I am using HDF and have massive databases containing individual HDF (hierarchial data format, essentially a database of matrices). I have a program that gathers statistics on these files, verifies them against one another. I need some guidelines regarding optimization of such a thing, and optimization in general. Is there a book that specializes in c++ optimization that you could recommend me?

AN HDF file would look like this:

HDF : folders : Dataset : Data. A dataset is similar to a matrix or array.

One of my statistical HDF files logs the largest values of a given set of HDF files which have a definite and common structure.

One idea I've had: instead of loading one HDF, then updating the archive that keeps track like this:

file 1: load the archive, check if the value is largest(for each member of each matrix in the hierarchies) , if it is , write to the archive HDF
Repeat n times.

DO this instead:

file 1-10: Load 10 files at a time in memory, find the largest value of the 10 and compare it to the current archive value (for each member of each matrix in the hierarchies), then only write the maximum value of the 10 ONCE.
Repeat n/10 times.

the second option would be faster, what do you think?

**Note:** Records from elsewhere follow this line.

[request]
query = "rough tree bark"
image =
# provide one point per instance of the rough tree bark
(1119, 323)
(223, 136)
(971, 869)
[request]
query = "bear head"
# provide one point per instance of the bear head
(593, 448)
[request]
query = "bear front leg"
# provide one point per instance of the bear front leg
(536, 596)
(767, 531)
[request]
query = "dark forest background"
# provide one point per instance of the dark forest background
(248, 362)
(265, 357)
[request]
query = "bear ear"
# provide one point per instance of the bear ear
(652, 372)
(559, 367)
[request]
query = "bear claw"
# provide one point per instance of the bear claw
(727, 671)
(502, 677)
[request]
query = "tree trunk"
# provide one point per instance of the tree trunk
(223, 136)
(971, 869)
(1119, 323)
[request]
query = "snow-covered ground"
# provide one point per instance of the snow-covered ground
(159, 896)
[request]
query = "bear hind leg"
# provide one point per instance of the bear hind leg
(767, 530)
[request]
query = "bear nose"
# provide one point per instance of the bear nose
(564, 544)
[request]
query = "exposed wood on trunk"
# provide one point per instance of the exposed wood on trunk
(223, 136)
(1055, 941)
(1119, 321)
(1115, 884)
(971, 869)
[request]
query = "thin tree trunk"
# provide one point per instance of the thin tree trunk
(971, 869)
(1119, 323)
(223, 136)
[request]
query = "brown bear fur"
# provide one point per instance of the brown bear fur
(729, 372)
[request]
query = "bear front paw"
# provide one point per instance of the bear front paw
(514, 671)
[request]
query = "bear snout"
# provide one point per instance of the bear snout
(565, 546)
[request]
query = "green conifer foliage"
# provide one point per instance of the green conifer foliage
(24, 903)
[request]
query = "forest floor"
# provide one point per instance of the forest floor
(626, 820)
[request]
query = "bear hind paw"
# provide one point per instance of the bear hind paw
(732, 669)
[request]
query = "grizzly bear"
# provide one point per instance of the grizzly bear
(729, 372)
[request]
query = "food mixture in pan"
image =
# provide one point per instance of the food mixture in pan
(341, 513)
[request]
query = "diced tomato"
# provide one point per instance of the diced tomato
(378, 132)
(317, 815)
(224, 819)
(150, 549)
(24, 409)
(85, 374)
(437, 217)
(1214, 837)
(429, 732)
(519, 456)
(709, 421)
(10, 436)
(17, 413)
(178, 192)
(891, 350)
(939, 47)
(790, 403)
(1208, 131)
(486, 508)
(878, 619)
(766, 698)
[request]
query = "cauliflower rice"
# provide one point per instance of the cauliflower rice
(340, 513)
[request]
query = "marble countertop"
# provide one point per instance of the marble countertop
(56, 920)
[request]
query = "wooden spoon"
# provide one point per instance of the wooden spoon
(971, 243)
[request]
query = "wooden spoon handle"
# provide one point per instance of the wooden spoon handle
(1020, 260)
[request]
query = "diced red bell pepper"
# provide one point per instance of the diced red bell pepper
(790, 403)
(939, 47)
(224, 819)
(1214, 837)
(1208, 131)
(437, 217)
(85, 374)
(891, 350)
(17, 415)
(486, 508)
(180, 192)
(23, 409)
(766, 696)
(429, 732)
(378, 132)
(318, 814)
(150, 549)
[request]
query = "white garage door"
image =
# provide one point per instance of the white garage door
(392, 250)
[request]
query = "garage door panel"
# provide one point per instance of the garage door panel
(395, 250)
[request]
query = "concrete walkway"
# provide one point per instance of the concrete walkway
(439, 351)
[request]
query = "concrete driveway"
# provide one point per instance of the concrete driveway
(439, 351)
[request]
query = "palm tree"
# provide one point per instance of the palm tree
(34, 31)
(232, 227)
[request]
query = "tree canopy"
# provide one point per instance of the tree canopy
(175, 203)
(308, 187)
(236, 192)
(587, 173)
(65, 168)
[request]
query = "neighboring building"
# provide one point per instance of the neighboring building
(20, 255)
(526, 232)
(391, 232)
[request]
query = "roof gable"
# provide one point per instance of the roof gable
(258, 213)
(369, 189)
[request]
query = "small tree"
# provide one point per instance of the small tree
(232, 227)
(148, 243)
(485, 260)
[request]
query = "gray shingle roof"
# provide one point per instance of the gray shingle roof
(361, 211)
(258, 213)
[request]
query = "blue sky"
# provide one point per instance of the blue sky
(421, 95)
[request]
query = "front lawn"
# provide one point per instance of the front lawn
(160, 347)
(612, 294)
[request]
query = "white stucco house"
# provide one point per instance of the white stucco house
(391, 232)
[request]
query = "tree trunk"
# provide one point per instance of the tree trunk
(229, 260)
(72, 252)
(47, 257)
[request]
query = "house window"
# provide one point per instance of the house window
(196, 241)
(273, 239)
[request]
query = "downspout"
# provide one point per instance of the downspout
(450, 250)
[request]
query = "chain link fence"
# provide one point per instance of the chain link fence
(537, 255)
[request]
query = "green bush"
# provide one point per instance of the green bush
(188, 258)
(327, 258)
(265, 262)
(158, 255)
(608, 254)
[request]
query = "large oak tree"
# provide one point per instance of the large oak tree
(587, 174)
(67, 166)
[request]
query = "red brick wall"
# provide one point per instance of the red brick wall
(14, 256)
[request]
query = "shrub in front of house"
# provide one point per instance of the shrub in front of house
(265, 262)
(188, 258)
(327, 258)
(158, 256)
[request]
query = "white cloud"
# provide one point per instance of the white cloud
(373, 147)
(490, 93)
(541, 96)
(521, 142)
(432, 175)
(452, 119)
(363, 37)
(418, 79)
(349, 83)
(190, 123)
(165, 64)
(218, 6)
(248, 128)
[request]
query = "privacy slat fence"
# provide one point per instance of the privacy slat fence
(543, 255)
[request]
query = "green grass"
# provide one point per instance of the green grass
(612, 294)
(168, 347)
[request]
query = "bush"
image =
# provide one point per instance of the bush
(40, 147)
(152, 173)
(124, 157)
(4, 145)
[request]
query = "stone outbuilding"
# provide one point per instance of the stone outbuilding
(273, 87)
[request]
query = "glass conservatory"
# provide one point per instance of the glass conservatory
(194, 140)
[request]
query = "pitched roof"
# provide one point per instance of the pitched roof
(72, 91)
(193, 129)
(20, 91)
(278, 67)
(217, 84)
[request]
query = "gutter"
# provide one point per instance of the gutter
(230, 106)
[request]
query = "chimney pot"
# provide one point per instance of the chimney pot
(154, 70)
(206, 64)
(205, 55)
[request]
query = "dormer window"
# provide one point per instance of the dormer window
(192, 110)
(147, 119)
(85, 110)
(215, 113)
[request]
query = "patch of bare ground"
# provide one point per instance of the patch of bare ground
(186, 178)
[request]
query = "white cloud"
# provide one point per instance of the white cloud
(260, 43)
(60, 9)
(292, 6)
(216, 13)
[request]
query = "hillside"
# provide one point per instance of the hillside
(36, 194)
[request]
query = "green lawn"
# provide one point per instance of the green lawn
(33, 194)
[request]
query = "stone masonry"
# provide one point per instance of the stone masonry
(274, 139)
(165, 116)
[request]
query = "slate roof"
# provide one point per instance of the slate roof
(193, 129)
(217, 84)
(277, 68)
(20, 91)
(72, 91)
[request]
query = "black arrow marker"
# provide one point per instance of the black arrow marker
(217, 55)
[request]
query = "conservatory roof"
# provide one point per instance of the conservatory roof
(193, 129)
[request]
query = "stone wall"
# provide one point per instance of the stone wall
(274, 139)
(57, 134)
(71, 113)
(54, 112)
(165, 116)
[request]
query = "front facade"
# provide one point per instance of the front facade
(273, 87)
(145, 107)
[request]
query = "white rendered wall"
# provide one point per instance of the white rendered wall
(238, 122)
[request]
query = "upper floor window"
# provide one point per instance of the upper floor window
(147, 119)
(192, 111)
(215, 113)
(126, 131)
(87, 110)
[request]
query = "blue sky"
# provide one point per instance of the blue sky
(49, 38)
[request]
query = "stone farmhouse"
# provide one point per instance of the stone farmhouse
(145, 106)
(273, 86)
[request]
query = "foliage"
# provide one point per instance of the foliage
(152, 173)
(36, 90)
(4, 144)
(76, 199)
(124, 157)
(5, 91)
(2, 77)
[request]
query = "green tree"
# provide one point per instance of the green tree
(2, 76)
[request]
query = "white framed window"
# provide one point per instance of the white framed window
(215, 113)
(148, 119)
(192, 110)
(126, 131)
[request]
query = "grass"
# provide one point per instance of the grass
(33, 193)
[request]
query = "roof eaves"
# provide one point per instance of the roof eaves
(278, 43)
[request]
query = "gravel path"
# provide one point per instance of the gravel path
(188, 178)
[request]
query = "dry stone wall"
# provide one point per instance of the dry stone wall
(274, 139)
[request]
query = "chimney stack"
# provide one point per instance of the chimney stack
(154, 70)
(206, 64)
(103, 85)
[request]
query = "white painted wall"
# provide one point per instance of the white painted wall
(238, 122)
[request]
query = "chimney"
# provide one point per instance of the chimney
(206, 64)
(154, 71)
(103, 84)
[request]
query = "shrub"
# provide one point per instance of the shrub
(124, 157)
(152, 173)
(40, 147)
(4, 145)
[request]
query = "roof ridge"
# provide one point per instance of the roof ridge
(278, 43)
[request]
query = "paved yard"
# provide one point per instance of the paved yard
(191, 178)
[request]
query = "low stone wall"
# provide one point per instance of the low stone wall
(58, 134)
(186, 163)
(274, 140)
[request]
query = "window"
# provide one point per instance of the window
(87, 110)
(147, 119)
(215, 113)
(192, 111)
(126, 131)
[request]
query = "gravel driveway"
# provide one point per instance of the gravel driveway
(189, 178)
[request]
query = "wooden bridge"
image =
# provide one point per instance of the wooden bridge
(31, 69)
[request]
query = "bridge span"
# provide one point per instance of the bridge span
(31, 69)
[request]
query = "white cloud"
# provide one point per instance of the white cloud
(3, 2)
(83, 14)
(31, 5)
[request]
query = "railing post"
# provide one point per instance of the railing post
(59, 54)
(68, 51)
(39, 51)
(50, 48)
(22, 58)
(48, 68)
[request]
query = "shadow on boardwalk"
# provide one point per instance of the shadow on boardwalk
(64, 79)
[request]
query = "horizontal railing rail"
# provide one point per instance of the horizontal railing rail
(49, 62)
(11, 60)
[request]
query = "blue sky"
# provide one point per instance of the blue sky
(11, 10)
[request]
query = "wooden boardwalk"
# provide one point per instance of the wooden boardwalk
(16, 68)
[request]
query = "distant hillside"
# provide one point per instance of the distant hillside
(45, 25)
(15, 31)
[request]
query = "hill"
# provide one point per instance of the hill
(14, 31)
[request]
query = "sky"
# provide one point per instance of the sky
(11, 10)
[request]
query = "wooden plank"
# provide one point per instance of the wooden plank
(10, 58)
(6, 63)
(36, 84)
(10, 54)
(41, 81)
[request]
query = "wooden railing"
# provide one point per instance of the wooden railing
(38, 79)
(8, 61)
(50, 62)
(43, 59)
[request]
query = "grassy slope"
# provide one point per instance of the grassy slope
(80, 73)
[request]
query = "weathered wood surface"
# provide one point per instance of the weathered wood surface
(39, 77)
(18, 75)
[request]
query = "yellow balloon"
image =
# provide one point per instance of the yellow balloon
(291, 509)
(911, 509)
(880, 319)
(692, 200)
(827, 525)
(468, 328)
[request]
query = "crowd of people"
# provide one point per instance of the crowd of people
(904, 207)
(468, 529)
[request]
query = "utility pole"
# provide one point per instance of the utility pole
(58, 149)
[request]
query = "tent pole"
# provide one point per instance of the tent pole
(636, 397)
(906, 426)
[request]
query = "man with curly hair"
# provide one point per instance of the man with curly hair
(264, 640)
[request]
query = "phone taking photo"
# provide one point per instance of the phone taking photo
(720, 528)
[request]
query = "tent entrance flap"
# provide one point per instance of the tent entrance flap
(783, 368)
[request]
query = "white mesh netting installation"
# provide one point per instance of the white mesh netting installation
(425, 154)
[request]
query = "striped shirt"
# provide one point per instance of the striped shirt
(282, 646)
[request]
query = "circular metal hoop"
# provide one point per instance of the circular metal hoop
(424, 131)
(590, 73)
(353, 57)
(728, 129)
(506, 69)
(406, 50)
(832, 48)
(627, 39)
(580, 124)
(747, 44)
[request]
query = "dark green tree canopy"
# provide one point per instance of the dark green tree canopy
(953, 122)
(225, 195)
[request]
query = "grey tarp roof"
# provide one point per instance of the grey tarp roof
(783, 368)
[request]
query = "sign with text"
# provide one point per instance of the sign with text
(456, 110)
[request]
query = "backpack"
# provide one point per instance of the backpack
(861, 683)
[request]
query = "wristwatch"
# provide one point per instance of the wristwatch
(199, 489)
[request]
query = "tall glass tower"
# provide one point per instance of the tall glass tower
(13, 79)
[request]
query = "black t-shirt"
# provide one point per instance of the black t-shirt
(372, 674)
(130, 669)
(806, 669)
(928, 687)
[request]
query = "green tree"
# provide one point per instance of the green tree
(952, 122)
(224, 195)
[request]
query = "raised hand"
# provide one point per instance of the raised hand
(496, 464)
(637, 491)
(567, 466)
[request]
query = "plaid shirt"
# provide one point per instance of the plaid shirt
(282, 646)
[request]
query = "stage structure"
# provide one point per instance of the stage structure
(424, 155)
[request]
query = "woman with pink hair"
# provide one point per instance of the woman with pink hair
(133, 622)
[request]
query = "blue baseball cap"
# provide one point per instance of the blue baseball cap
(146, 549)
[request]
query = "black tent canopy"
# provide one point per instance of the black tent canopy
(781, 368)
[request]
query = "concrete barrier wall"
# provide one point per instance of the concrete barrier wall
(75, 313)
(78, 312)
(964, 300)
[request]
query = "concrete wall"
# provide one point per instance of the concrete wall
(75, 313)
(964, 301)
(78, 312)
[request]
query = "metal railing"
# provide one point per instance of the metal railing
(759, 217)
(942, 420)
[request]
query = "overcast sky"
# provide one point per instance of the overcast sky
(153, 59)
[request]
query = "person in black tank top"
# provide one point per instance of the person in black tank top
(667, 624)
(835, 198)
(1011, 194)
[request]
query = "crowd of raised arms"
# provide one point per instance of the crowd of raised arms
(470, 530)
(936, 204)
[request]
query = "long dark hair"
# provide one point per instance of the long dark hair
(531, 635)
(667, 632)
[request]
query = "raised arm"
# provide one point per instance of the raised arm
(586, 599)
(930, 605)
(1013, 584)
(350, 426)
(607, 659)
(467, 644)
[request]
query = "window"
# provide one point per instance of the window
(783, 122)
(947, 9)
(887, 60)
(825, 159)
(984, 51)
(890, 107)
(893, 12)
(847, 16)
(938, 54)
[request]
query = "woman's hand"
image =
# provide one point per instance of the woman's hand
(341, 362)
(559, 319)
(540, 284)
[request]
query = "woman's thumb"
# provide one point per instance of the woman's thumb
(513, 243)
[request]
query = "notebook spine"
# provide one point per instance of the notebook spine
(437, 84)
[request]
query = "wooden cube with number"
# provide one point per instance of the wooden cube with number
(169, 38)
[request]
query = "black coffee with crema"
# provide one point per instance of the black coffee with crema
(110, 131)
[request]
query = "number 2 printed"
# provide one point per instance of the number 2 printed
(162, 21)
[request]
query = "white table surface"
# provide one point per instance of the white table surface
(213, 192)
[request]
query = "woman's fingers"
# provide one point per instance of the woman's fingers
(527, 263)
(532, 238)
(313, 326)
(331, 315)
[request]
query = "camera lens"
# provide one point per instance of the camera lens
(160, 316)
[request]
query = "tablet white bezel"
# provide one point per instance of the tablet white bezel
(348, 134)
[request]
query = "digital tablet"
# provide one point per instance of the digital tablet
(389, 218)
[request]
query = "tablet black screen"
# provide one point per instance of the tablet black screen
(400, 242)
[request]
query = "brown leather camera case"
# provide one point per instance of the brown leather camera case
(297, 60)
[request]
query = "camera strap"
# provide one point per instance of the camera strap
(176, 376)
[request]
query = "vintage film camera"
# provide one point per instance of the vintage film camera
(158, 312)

I could also load one data value of one matrix of ALL datasets, and then write the largest to the archive. If the program were to crash, it would have to be run all over again. With the previous options, it could be possible to resume the scanning/comparing/validating process after each HDF file, or each set of 10 HDF file.

Which is the best way (good practice) and fastest (optimization) way to update a massive database such as this?

Summary of strategies:

1. Load 1 HDF at a time, compare to archive
2. Load 10 HDF at a time, compare to archive.
3. Load all HDF (given parameters), but only one data out of all

Could you please comment on the efficiency and safeness of each strategy.